Oh boy, another day another incident report. Biting again. It’s no walk in the park as a teacher or parent to know your child is being bit or to know that your child is the one biting their friends! For some it may only happen once or twice, for others it can be a constant struggle. So why do kids bite and how can we stop it from happening? I’m here to tell you that this will not last forever and YES there are techniques to prevent biting!
As a teacher I have come across many different children who bite or have been consistently bitten at school. There are many variables that come into play with biting but what most people don’t realize is that biting is developmentally appropriate.
Yes, you read that right! Biting is an instinctive and perfectly normal response for young children to have. Don’t worry, your child or student is not “violent” or “weird” in any way-biting is normal! That does not mean we allow kids to bite their friends willy nilly, but getting an understanding of where the biting behavior is originating from and knowing that this is a normal response can help us to redirect this behavior. Remember normal does not always mean okay or correct. It is normal to want to touch the glowing red stovetop but that does not mean it is okay or the best idea to do so. Children have to learn that biting is not okay, just as they are taught everything else in this crazy world!
So where is the biting behavior coming from?
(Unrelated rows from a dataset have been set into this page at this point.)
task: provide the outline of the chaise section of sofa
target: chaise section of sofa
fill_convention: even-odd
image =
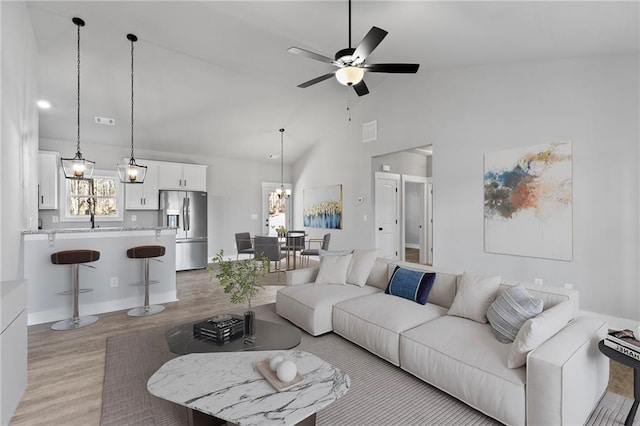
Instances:
[[[333,306],[344,300],[379,293],[377,287],[314,284],[318,268],[287,272],[287,286],[278,290],[276,312],[312,336],[333,330]]]
[[[333,330],[333,306],[381,290],[344,284],[300,284],[286,287],[276,295],[276,312],[312,336]]]

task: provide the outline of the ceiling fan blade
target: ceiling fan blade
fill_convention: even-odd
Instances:
[[[315,59],[316,61],[324,62],[327,64],[337,65],[336,61],[327,56],[320,55],[309,50],[300,49],[299,47],[290,47],[287,52],[293,53],[294,55],[304,56],[305,58]]]
[[[420,64],[365,64],[360,65],[367,72],[388,72],[393,74],[413,74],[418,72]]]
[[[364,96],[369,93],[369,88],[365,84],[364,80],[360,80],[360,83],[353,85],[353,90],[356,91],[358,96]]]
[[[382,28],[371,27],[366,36],[362,39],[355,52],[353,52],[352,58],[354,64],[361,64],[367,56],[373,52],[373,49],[378,47],[382,39],[387,35],[387,32]]]
[[[309,86],[313,86],[316,83],[320,83],[321,81],[325,81],[333,77],[335,73],[330,72],[329,74],[321,75],[320,77],[316,77],[313,80],[306,81],[304,83],[298,84],[298,87],[304,89]]]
There are many, many reasons a child may bite. Some of the most common reasons are as follows:
Common reasons children bite
- teething/hurting gums
- they need oral stimulation
- hungry (though not for people!)
- they are exploring the world/curiosity/what happens when I bite mom or a friend?
- Unstable environment
- coming across a new situation they do not know how to handle
- they are handling emotions they cannot or do not know how to express i.e. anger, exhaustion, jealousy, frustration, even happiness
- personal space is being invaded
- they do not feel safe
- seeking attention of any kind-good or bad
- trying to initiate play and unsure of how to do so
- their schedule has been changed or interrupted
and lastly the most common reason of all is that they do not know how to effectively communicate their needs. Biting is a way that children say everything and anything they are feeling without using words. This is why biting is more common in younger children. We as parents and educators must teach kids how to communicate their needs without resorting to biting.
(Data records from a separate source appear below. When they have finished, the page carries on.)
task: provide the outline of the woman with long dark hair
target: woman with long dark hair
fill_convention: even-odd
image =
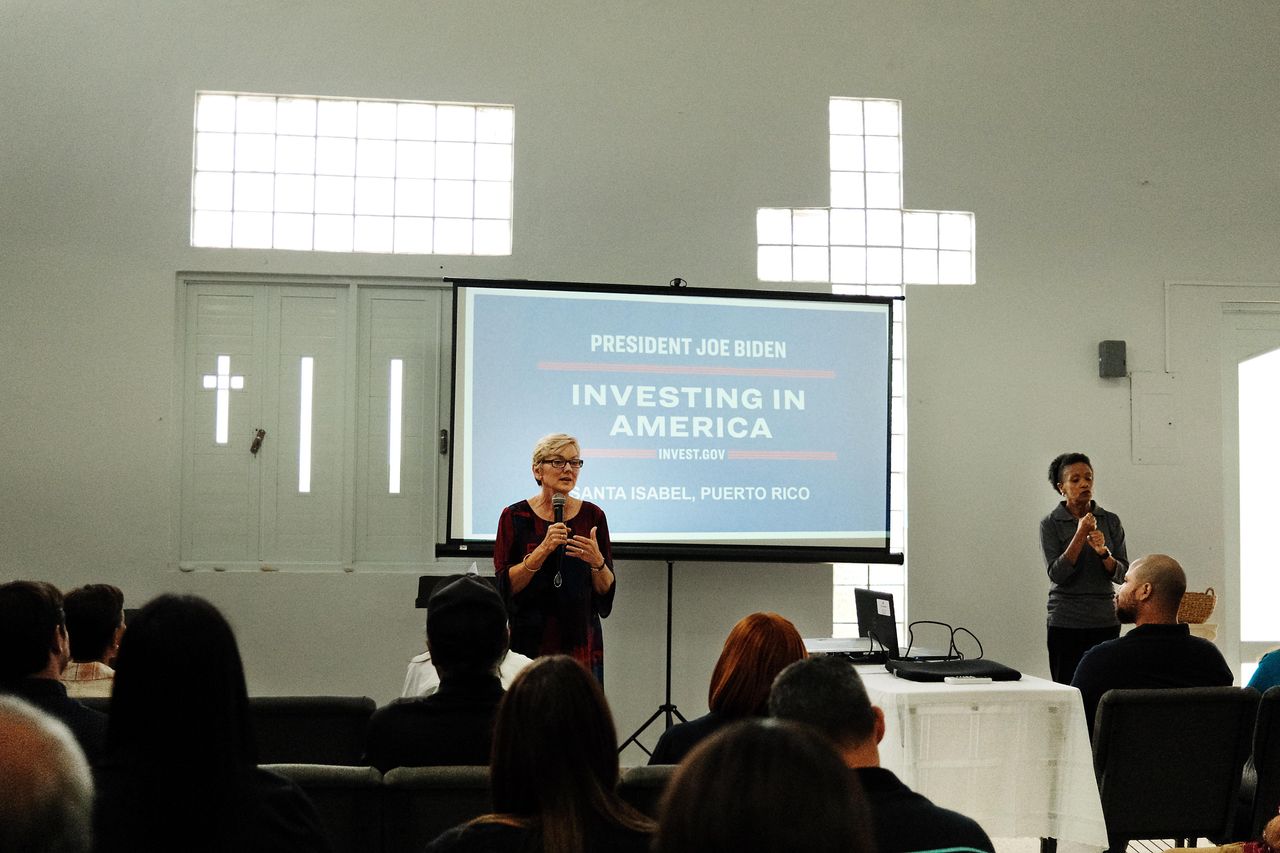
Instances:
[[[116,659],[94,849],[328,851],[315,808],[257,766],[231,626],[195,596],[162,595]]]
[[[565,655],[538,658],[498,708],[494,813],[448,830],[428,853],[647,853],[653,822],[618,797],[618,775],[599,682]]]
Common reasons children are bit
- getting too close to their friends, invading personal space
- taking toys, not sharing, or being mean
- Note that it is not the child’s fault that they have been bit. However these are common behaviors that happen before a bite occurs. Watching out for this type of behavior can help with prevention.
How can we correct the biting behavior?
This starts with finding the source of the biting. Most likely biting is occurring because of one of the behaviors listed above. To find out why specifically, I recommend doing the following:
- Keep a written log of every bite. Note the day, time, what was happening in the time leading up to the incident, and thorough descriptions of the incident itself.
- Stick to a schedule. Kids thrive on repetitive, stable, safe environments.
- Make sure the schedule has consistent transitions. This can be done in the form of an activity or song to signal the end of one category like playtime going into another like lunch.
- Note any changes at home or school that could be possible stressors.
- Parents talk to your child’s teacher to get on the same page, teachers talk to your parents. This is a team effort that requires all the caregivers in child’s/student’s life to come together to solve.
After following these steps and gathering the required information, you may see a pattern developing. A simple adjustment to the day to day routine could be all that is needed to solve the situation. For example,
- Johnny regularly bites his friends in the handwashing line before lunch and/or snack time. He may be hungry and acting out in frustration. A solution could be an earlier lunchtime, making sure Johnny is eating until he is full at lunch so he is not overly hungry at snack, or giving Johnny a “special job” like helping Ms. Teacher with a task to distract him from his hunger.
- Little Ella is constantly biting her friend Susie. They are best of friends and love to play with each other until suddenly- CHOMP! the crying ensues. Pay close attention, this is when the activity log really helps narrow down the exact issue. Ella may be biting when Susie is too close for comfort, toys are not being shared appropriately, or Ella may simply be excited and unsure how to appropriately express herself.
- Baby Grace has been crying and trying to bite anyone around her. She may be overly tired and/or teething. Making sure she has had plently of rest, teething toys are readily available, and close supervision can prevent future bites.
Actions to avoid
- labeling a child as a biter, bully, or troublemaker as it can lead to the child having a negative self-view and/or their classmates treating them differently
- Biting back violence does not solve violence, it reinforces it
- excessive yelling, anger, or shaming it is our responsibility as caregivers to model appropriate behavior
- too much attention One of the reasons children bite is for attention- good or bad.
Actions to take
- When biting occurs a firm “NO”, “No biting,” or “No, biting hurts” will suffice.
- Have the biter say sorry
- clean and ice the affected area to reduce swelling and bruising
- Offer plenty of texture rich foods and teething toys to quelsh sensory needs
- provide an age appropriate environment with appropriate expectations
- Provide a consistent, predictable routine
- Use the positive reinforcement method. Praise children for making good choices and using their words instead of biting. Providing attention for good behavior can prevent seeking attention for bad behavior.
Prevention is Key!
The best way to deal with biting is through prevention. Talk with children of all ages to set clear expectations. You can read books about biting. Giving toddlers and preschoolers words like “stop, too close, and I don’t like that” to use in situations where they are uncomfortable can help. You can use sign language for Infants and toddlers, at this age many children can sign long before they’re able and comfortable with using words. Working on communication and the appropriate way to act will work wonders! Make sure as a caregiver that you watch children closely. Look out for tense situations and step in as needed to prevent a bite from happening!